Researchers are seeking new volunteers to join those already participating in the study as it enters a second phase, called ADNI2. Over the next five years, approximately 1,000 people aged 55 to 90 will be enrolled at approximately 55 sites in the United States and Canada. They will be followed to define any changes in brain structure and function as people transition from normal cognitive aging to mild cognitive impairment (MCI), often a precursor to Alzheimer’s, to Alzheimer’s dementia. The study will use imaging techniques and biomarker measures in blood and cerebrospinal fluid specially developed to track changes in the living brain. Researchers hope to identify who is at risk for Alzheimer’s, track progression of the disease and devise tests to measure the effectiveness of potential interventions.
“ADNI2 will build upon the successes of this ongoing effort to identify the earliest signs of Alzheimer’s disease, when damage to the brain may begin well before symptoms appear,” said NIA Director Richard J. Hodes, M.D. “This phase of the study, which includes greater numbers of volunteers in the earliest stages of cognitive impairment, should give us new insights into the onset and progression of Alzheimer’s disease.”
Michael Weiner, M.D., of the San Francisco Department of Veterans Affairs Medical Center and the University of California, San Francisco, is principal investigator for the study.
“By determining how brain scans, biomarker measures and cognitive testing results relate to each other and the symptoms a person is having, we are getting a much clearer picture about the onset and progression of this devastating neurodegenerative disorder,” Weiner said.

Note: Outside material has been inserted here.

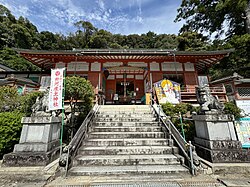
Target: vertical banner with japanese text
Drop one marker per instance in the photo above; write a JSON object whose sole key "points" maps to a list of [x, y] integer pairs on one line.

NIA is joined in federal support of the project by the National Institute of Neurological Disorders and Stroke, the National Institute of Mental Health and the National Institute of Biomedical Imaging and Bioengineering, also parts of the NIH. NIH anticipates providing $40 million to the project over the next five years; $8 million was awarded in fiscal year 2010, with a further $32 million committed, subject to funds availability The Food and Drug Administration is also participating. An anticipated $22 million in private sector funding through the FNIH will come from pharmaceutical, imaging, and clinical trial management companies and non-profit organizations, including the Alzheimer’s Association and Alzheimer’s Drug Discovery Foundation, as well as from private donations. Included in that sum is $1.5 million the Canadian Institute of Health Research is directly providing to the Canadian sites to fund a portion of their total costs.
ADNI2 will recruit 550 new volunteers. The study also will continue to follow participants recruited during two earlier phases: ADNI1, started in 2004, and ADNI-GO (Grand Opportunity), begun in 2009 from an NIH grant under the Recovery Act (ARRA). Grand Opportunity Recovery Act grants support high-impact projects with short-term, non-renewable funding.
This effort will continue to track changes in the brain with clinical and cognitive testing and brain scans measuring glucose metabolism and the amount of beta-amyloid protein — a hallmark of Alzheimer’s disease –deposited in the brain. Researchers are also collecting serum and plasma for biomarker measures and blood samples for genetic analysis. All new participants in ADNI2 will receive lumbar punctures to measure cerebrospinal fluid biomarkers and will have blood drawn for plasma biomarkers.
One important aspect of the study is the sharing of data soon after it is obtained. Study data are posted to a publicly accessible database available to qualified researchers worldwide. To date, more than 1,700 researchers have signed up for ADNI database access.
ADNI is stimulating the development of a worldwide collaboration among academia, government and industry researchers and has resulted in over 170 published papers. The ongoing study has resulted in new findings about how changes in the structure of the hippocampus, a brain area important to learning and memory, may help detect disease progression and effectiveness of potential treatments. It has also established biomarker and imaging measures that predict risk for cognitive decline and conversion to dementia in this clinical cohort.
Neil Buckholtz, Ph.D., who has led the study for NIA’s Division of Neuroscience, stressed the importance of public participation in the study, particularly as recruitment turns attention to people with the very earliest signs of possible disease. Researchers hope to add 100 more participants with early MCI to the 200 already being followed to achieve a primary goal-identifying the onset of the disease before symptoms appear.
“We are grateful to all the volunteers who have participated in ADNI thus far and who may join the study. Their efforts so far have told us a great deal about Alzheimer’s disease, and the next phase should provide even greater insights,” Buckholtz said.